More seismic philanthropic news followed in June, when Warren Buffett, the world’s second-richest man, announced he would be handing over most of his $44 billion to the charitable foundation run by the world’s richest man, Bill Gates. His unprecedented largesse roughly doubles the size of the Bill and Melinda Gates Foundation. The 75-year-old Buffett told Fortune magazine, “We agreed with Andrew Carnegie, who said that huge fortunes that flow in large part from society should in large part be returned to society.”
Why didn’t the Oracle of Omaha set up the Buffett Foundation? He considered it and decided that establishing and overseeing a foundation wasn’t for him. As he said, “What can be more logical, in whatever you want done, than finding someone better equipped than you are to do it?”
Buffett’s decision, while interesting, isn’t novel. It’s been happening here since the establishment in 1945 of The Pittsburgh Foundation. As the region’s only community foundation, it is for donors of almost any scope who want professional oversight of money they dedicate to benefit local people and projects. The Pittsburgh Foundation has quietly grown to $684 million.
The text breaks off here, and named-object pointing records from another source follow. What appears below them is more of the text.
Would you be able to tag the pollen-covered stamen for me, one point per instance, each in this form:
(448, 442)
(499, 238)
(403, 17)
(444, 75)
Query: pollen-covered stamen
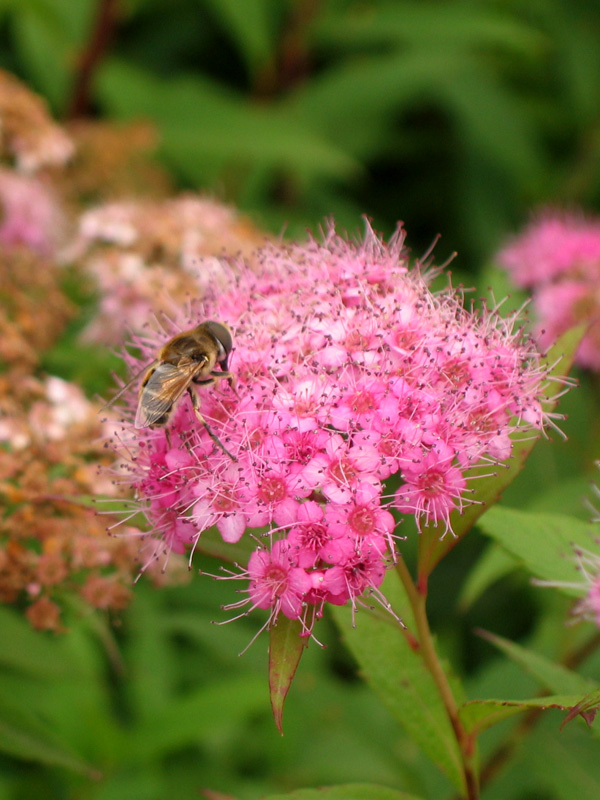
(272, 489)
On the subject of putting capital to good use, somebody in this city should be finding an unbeatable opportunity for the kind of human capital embodied by University of Pittsburgh senior Adam Iddriss. People who know him say the 21-year-old East Liberty resident is one of the smartest guys around town. There’s some agreement on that beyond the city, too, as Iddriss recently received the nationally prestigious Truman Scholarship.
His academic prowess is matched by public service. As president of Pitt’s Golden Key International Honour Society, he has furthered local work with Family House, mentored Peabody High students and helped create international projects with organizations in Malaysia and the Virgin Islands. He just returned from two months in Tanzania with the Engineering World Health Summer Institute.
His accomplishments go on and on, but what of the future?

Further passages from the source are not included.